Bunların hiçbiri insani ve makul bakışlar değildir. Aksine yaşadıkları derin gafletin ve basitliğin sonuçlarıdır. Kalbini Allah’a bağlamış, O’nun kendisini her an gördüğünü, sarıp kuşattığını bilen bir Müslümanın gözünde bu tip ifade ve bakışlar oluşmaz. Bu kişiler etrafa boş bakışlarla bakarken Allah’ın kendilerini gördüğünü, Allah’ın “Gözler O’nu idrak edemez; O ise bütün gözleri idrak eder. O, latif olandır, haberdar olandır.” (Enam Suresi, 103) ayetinde bildirdiği gibi gözlerini idrak ettiğini unutmaktadırlar. Allah bir başka ayette ise, “(Allah,) Gözlerin hainliklerini ve göğüslerin sakladıklarını bilir.” (Mümin Suresi, 19) şeklinde buyurmakta ve insanın açığa vurmadığı düşüncelerinin Allah’tan gizli kalamayacağı gibi hiçbir bakışının da gizli kalamayacağına dikkat çekmektedir.
Allah’a samimi olarak iman eden, Allah’ın kendisinden her haliyle razı olmasını isteyen bir insan, basit bakışların her türlüsünden sakınır. Kalbini ve vicdanını her zaman temiz tutar. Çünkü din ahlakına muhalif olan ve Allah’ın Kuran’da razı olmadığını bildirdiği bu basit tavırlar kişinin Allah Katında beklediği karşılığı almasını engelleyebilir. Bu nedenle insanın basitliğe; basit kültüre ait bakışların oluşmasına neden olan düşüncelere, mantık bozukluklarına karşı duyarlı olması gerekir. Allah’a karşı samimi olmaya karar veren bir kişi, içinde yaşadığı bu kültür ve onun kirli tavırlarından kendini uzaklaştırıp Allah’a bu tavırlarından dolayı tövbe etmeli, ardından da daha önceki tutumundan vazgeçtiğini Müslüman ahlakını yaşama konusunda ciddi bir kararlılık göstererek ortaya koymalıdır.

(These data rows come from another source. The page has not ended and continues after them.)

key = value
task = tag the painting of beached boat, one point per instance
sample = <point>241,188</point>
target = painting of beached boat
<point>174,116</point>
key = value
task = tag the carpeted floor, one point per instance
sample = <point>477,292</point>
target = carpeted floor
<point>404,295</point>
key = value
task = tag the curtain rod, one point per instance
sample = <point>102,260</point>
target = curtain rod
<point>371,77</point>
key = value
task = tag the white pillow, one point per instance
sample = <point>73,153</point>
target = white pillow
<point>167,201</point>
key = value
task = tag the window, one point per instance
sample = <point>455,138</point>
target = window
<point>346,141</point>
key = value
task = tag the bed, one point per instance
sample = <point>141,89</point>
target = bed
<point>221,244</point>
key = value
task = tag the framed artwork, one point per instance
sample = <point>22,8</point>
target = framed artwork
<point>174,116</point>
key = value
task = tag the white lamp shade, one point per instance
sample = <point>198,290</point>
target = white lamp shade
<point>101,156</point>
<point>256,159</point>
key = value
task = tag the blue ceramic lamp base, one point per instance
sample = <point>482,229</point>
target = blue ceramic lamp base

Allah Kuran’da; Ve ‘çirkin bir hayasızlık’ işledikleri ya da nefislerine zulmettikleri zaman, Allah’ı hatırlayıp hemen günahlarından dolayı bağışlanma isteyenlerdir. Allah’tan başka günahları bağışlayan kimdir? Bir de onlar yaptıkları (kötü şeylerde) bile bile ısrar etmeyenlerdir. (Al-i İmran Suresi, 135) şeklinde bildirerek çirkin tavırlardan vazgeçerek tevbe etmenin samimi Müslümanlara ait bir özellik olduğunu haber vermektedir.